Saturday, 21 January 2012

Math formula may explain why serial killers kill

Researchers have discovered that the seemingly erratic behavior of the "Rostov Ripper," a prolific serial killer active in the 1980s, conformed to the same mathematical pattern obeyed by earthquakes, avalanches, stock market crashes and many other sporadic events. The finding suggests an explanation for why serial killers kill.
Mikhail Simkin and Vwani Roychowdhury, electrical engineers at the University of California, Los Angeles, modeled the behavior of Andrei Chikatilo, a gruesome murderer who took the lives of 53 people in Rostov, Russia between 1978 and 1990. Though Chikatilo sometimes went nearly three years without committing murder, on other occasions, he went just three days. The researchers found that the seemingly random spacing of his murders followed a mathematical distribution known as a power law.

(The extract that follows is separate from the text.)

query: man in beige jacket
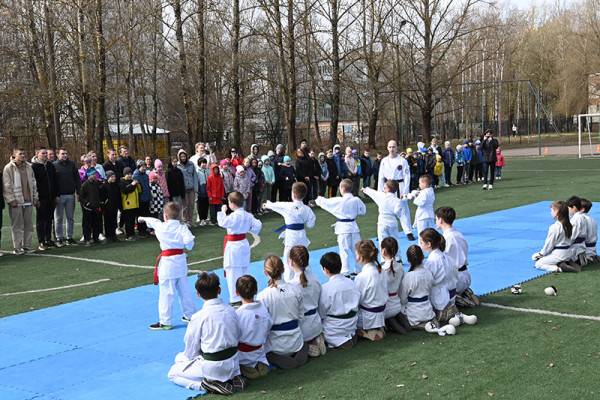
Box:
[2,149,39,255]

When the number of days between Chikatilo's murders is plotted against the number of times he waited that number of days, the relationship forms a near-straight line on a type of graph called a log-log plot. It's the same result scientists get when they plot the magnitude of earthquakes against the number of times each magnitude has occurred — and the same goes for a variety of natural phenomena. The power law outcome suggests that there was an underlying natural process driving the serial killer's behavior.
Simkin and Roychowdhury hypothesize that it's the same type of effect that has also been found to cause epileptics to have seizures. The psychotic effects that lead a serial killer to commit murder "arise from simultaneous firing of large number of neurons in the brain," they wrote. The paper, a preprint of which is available on the arXiv, has been submitted to Biology Letters.

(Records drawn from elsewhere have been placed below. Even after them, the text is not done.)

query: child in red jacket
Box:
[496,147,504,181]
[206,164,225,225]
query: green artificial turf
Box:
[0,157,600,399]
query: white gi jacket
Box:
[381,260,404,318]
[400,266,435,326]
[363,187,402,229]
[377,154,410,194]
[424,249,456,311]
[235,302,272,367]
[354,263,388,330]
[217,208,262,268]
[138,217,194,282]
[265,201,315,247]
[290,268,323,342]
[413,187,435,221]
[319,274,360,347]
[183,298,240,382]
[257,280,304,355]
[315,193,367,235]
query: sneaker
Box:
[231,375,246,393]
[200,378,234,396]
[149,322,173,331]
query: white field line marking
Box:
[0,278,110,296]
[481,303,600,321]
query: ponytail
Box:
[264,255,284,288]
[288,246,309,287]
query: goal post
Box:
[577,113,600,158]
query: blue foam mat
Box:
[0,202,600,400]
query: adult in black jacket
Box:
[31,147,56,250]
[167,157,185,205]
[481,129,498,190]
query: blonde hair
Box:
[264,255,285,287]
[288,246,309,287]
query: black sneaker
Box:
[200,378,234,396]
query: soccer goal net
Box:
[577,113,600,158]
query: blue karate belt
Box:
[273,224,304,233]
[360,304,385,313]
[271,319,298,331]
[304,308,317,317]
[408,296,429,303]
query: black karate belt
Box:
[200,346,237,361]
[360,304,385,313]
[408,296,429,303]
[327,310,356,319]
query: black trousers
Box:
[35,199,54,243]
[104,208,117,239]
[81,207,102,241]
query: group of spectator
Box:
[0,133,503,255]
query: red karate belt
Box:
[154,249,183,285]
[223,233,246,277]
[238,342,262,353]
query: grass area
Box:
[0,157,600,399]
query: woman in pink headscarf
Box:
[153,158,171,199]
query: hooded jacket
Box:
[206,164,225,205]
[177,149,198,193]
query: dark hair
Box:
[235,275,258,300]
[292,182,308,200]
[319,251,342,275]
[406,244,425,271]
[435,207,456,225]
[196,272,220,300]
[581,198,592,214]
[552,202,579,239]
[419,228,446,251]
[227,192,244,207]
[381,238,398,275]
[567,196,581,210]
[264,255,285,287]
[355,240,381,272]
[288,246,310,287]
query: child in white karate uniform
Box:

In the brain, the firing of a single neuron can potentially trigger the firing of thousands of others, each of which can in turn trigger thousands more. In this way, neuronal activity cascades through the brain. Most of the time, the cascade is small and quickly dies down, but occasionally — after time intervals determined by the power law — the neuronal activity surpasses a threshold.
In epileptics, a threshold-crossing cascade of neurons induces a seizure.  And if the Simkin and Roychowdhury's theory is right, a similar buildup of excited neurons is what flooded the Rostov Ripper with an overwhelming desire to commit murder. Sometimes he went years without his neurons crossing the threshold, other times, just days.
When Simkin and Roychowdhury factored a delay into their model to account for the time it took for Chikatilo to plan his next attack, and when they treated his murders as having had a sedative effect on him by damping down the activity of his neurons, their model fit strongly with his murder pattern.